Image

Defisit Anggaran Maret 2018 Rp85,5 Triliun, Membaik dari Tahun Lalu

Yohana Artha Uly, Jurnalis · Senin 16 April 2018 18:07 WIB
https: img.okeinfo.net content 2018 04 16 20 1887360 defisit-anggaran-maret-2018-rp85-5-triliun-membaik-dari-tahun-lalu-2mQLDFE7Rd.jpeg Menteri Keuangan Sri Mulyani. Foto: Yohana/Okezone

JAKARTA - Menteri Keuangan (Meneku) Sri Mulyani Indrawati menyatakan, hingga kuartal-I 2018 defisit anggaran negara mencapai Rp85,5 triliun atau 0,58% dari Produk Domestik Bruto (PDB). Angka ini menjadi terendah sejak 3 tahun terakhir di periode yang sama.

Di Maret tahun 2017 defisit mencapai Rp103,8 triliun atau 0,76% dari PDB, sedangkan Maret 2016 mencapai Rp143,4 triliun atau 1,13% dari PDB.

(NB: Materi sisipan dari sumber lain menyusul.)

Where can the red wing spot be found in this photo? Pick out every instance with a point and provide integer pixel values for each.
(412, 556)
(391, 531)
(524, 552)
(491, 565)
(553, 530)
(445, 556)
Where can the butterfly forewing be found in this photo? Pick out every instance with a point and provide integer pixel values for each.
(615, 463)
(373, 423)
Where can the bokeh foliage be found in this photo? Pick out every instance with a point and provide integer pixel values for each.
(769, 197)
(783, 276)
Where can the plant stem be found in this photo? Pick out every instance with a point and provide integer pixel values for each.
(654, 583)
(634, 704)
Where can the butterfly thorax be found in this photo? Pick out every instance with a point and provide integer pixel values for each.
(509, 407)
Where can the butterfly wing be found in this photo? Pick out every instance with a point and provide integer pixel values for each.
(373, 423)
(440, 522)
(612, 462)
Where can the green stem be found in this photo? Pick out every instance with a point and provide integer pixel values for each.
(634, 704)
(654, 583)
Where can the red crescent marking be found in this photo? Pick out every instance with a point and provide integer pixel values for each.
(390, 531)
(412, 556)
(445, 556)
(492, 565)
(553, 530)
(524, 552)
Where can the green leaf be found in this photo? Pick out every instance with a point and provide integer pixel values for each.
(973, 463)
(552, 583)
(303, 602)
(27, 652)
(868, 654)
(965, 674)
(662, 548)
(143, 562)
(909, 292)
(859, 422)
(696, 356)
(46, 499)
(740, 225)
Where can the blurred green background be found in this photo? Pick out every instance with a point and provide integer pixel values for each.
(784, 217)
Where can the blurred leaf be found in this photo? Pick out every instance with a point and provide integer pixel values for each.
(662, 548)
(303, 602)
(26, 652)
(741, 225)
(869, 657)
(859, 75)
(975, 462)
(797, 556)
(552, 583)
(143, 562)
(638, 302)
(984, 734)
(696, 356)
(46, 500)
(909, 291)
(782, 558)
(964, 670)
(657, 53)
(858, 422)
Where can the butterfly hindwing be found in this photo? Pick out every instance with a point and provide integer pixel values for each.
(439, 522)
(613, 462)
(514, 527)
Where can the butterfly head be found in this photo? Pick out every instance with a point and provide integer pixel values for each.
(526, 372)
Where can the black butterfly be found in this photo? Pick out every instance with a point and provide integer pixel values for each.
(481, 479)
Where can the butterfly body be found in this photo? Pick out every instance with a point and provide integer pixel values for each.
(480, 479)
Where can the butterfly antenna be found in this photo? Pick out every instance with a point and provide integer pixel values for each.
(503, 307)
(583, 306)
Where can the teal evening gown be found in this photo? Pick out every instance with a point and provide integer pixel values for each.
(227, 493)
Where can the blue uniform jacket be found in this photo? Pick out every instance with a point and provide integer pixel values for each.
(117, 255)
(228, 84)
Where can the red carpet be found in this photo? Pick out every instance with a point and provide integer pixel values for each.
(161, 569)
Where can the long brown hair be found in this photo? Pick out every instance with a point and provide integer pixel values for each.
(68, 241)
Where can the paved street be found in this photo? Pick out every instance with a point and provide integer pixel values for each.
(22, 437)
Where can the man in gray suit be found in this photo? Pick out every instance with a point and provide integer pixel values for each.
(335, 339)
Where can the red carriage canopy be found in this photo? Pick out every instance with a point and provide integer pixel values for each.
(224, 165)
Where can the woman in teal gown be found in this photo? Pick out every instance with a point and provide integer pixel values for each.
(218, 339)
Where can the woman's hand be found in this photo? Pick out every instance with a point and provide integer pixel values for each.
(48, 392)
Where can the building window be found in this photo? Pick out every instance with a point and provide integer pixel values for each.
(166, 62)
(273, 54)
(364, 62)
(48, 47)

"Realisasi defisit anggaran turun ini menunjukkan kita akan terus upayakan APBN dalam kondisi sehat dan fit. Karena kita terus antisipasi kondisi ekonomi baik lingkungan regional atau global, memang tidak mudah. Tapi kita akan jaga supaya selalu sehat, kuat dan fit," ujar dia dalam konferensi pers di Kementerian Keuangan, Jakarta, Senin (16/4/2018).

Baca Juga: Realisasi APBN Kuartal-I Capai Rp419 Triliun

Pendapatan negara hingga Maret mencapai Rp333,8 triliun atau 17,6% dari APBN. Adapun pendapatan dalam negeri menjadi penyumbang terbesar dengan nilai Rp333,5 triliun.

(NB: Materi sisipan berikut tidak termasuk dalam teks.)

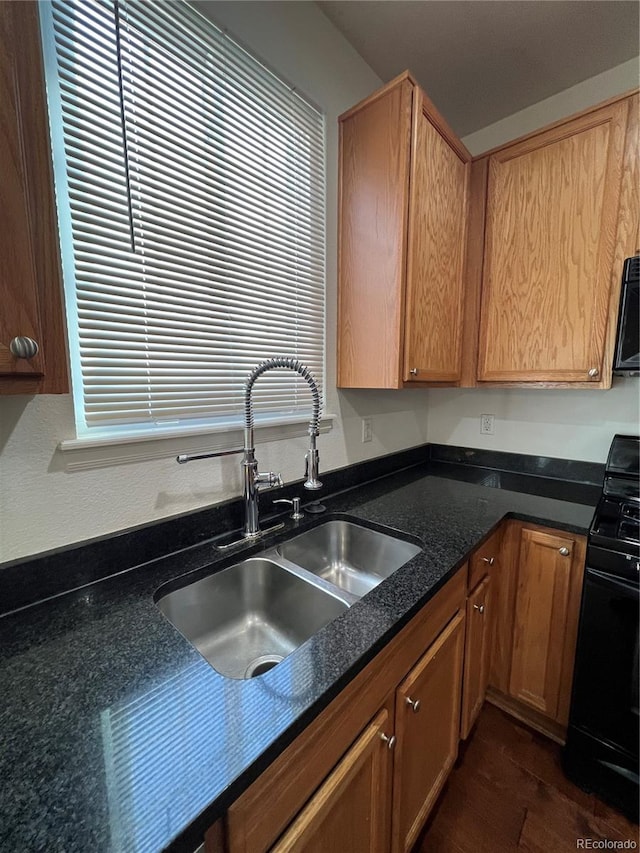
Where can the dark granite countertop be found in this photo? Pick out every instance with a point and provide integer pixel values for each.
(116, 735)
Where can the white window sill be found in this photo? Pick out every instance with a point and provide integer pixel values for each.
(84, 454)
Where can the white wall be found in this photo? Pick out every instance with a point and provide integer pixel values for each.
(43, 505)
(573, 424)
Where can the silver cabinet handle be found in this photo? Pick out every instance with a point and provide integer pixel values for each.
(23, 347)
(389, 740)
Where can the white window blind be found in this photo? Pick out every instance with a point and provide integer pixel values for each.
(191, 192)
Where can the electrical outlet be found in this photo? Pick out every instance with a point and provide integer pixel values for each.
(486, 424)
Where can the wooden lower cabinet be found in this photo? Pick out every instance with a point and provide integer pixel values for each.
(539, 591)
(351, 809)
(542, 619)
(476, 654)
(427, 731)
(365, 774)
(331, 789)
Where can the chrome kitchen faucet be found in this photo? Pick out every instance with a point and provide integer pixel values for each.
(253, 481)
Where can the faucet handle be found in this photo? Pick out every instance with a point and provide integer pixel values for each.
(269, 480)
(295, 503)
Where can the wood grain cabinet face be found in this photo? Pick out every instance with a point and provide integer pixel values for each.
(402, 230)
(351, 810)
(427, 734)
(437, 235)
(30, 288)
(552, 219)
(476, 654)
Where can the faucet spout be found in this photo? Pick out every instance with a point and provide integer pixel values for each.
(252, 480)
(251, 528)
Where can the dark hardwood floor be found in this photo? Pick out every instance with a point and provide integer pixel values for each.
(507, 793)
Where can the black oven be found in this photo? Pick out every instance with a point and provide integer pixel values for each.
(602, 750)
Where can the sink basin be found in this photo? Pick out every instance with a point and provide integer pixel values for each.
(245, 619)
(350, 556)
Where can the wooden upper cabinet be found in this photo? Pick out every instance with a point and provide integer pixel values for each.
(403, 205)
(437, 234)
(551, 242)
(30, 288)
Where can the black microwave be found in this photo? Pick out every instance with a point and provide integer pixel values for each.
(626, 360)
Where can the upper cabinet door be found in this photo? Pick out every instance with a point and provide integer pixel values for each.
(551, 221)
(30, 283)
(402, 230)
(20, 314)
(375, 146)
(435, 256)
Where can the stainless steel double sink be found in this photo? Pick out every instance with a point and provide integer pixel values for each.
(247, 618)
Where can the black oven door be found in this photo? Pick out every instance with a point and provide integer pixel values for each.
(605, 688)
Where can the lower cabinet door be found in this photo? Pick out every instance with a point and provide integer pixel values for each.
(476, 654)
(427, 729)
(351, 809)
(541, 619)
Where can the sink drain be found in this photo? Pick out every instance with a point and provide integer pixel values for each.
(261, 665)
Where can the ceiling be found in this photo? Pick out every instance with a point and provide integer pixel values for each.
(481, 60)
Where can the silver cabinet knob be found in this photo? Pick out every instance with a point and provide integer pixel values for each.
(23, 347)
(389, 740)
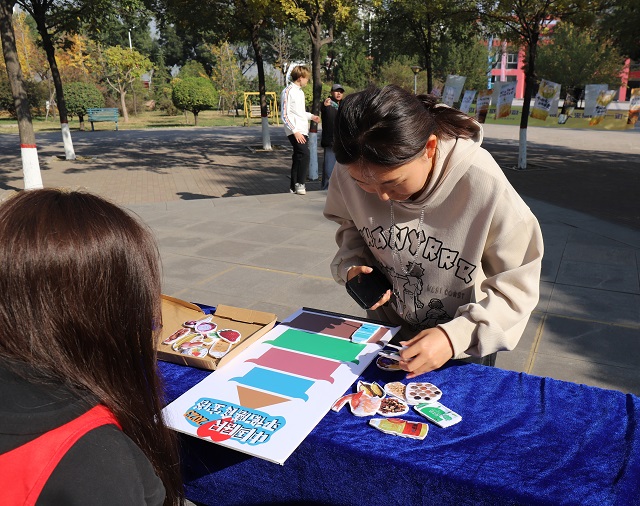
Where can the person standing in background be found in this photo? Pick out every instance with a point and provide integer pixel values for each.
(329, 112)
(296, 125)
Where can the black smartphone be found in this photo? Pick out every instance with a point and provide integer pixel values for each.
(367, 289)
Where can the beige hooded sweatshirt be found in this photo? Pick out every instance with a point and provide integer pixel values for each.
(473, 267)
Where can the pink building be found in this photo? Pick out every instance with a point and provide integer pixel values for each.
(510, 66)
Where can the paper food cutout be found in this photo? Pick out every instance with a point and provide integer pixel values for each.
(396, 389)
(229, 335)
(220, 348)
(194, 345)
(387, 364)
(205, 327)
(274, 392)
(341, 402)
(400, 427)
(392, 406)
(178, 334)
(371, 389)
(199, 338)
(364, 405)
(438, 413)
(417, 393)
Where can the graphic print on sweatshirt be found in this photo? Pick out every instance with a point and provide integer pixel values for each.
(410, 290)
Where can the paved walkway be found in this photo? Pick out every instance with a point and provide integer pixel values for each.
(269, 250)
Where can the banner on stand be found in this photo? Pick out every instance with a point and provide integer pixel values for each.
(634, 106)
(591, 92)
(602, 102)
(467, 100)
(542, 105)
(505, 99)
(452, 89)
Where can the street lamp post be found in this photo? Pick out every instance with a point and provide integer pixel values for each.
(416, 70)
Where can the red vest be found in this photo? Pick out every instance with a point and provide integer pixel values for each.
(26, 469)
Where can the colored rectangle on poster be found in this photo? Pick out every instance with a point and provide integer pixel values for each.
(325, 324)
(297, 363)
(276, 382)
(318, 345)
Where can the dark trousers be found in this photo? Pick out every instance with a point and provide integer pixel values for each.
(300, 161)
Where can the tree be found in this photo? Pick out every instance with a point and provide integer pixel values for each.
(226, 74)
(232, 20)
(28, 150)
(525, 21)
(194, 94)
(192, 68)
(55, 17)
(320, 18)
(351, 57)
(81, 96)
(575, 57)
(423, 27)
(122, 67)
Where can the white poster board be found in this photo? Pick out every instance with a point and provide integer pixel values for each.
(591, 93)
(267, 399)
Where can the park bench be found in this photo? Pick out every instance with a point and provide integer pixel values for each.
(103, 114)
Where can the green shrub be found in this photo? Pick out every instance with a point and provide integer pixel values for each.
(79, 97)
(194, 94)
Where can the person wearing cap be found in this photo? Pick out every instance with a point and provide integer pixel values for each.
(329, 112)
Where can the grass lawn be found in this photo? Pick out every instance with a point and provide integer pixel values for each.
(614, 120)
(147, 119)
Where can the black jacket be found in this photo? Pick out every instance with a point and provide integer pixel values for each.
(103, 467)
(328, 116)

Sedangkan belanja negara hingga Maret mencapai Rp419 triliun atau 18,9% terhadap APBN. Belanja pemerintah pusat menjadi yang tertinggi dengan nilai Rp234 triliun.

"Realisasi 2018 defisit hanya 0,58% dari PDB atau total tahun ini 2,19% dari PDB. dibandingkan tahun lalu 0,76% dari PDB. Jadi kita menunjukkan penurunan defisit," jelasnya. 

Baca Juga: Kritik Pedas Sri Mulyani: Anggaran Humas Tak Harus Tinggi

Sedangkan untuk keseimbangan primer realisasinya tercatat sebesar Rp17,3 triliun atau 19,8% terhadap APBN dan tumbuh 37,4% dibandingkan Maret 2017.

"Kita harap keseimbangan primer bisa mendekati 0, dan diharapkan berangsur surplus," katanya.